Gostei da tua exposição e do rigor dos dados operacionais. Como deves compreender, conheço alguns locais de lá ter estado e nunca a nivel de teatro de operações.
A informação a que tu tinhas acesso, nem pelo meu bigode passou como era natural.
Assim penso que a tua e a minha visão da situação se completam e alargam o conhecimento daqueles anos de incerteza.
Em relacção ao Bccaç 3872 é sempre a nivel do batalhão que me refiro e que me orgulho de ter pertencido.
Abraço para ti e para todos os camaradas do Dulombi.
Tive pena que não tivesses ido ao encontro da Ortigosa.
Juvenal Amado
Caro Juvenal
Sempre a considerar e olha que a seguir àqueles que tinham de ir para o mato, os elementos que mais podiam sofrer as aqruras da guerra eram vocês que conduziam as viaturas e que podiam sofrer connosco as emboscadas e as terríveis minas. Eu sempre disse aos meus homens..."antes quero andar quilómetros a pé do que andar no "descanso" das viaturas". Viajar pelas picadas era das tarefas mais perigosas da guerra.
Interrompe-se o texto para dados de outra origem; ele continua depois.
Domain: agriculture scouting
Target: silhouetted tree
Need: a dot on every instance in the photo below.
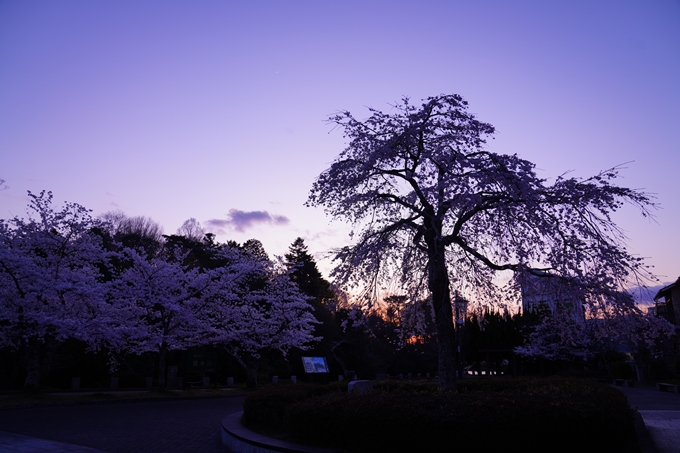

E claro que também conheste muitos dos locais por onde andámos e outros que nós não conhecemos, por exemplo, eu nunca percorri a estrada para Cancolim, nunca lá estive, ao contrário, de certeza, tu tiveste de a fazer e não era pera doce.
Não fui ao encontro porque estava no Algarve e também...., porque a minha mulher me têm chateado pelo meu envolvimento no blogue, que estou mais lamechas,que falo da Guiné - o que nunca fazia -, etc. Ela não compreende o que nós sentimos, o que passámos. Ela naquela altura era ainda uma criança(é muito mais nova que nós, por isso tem desculpa).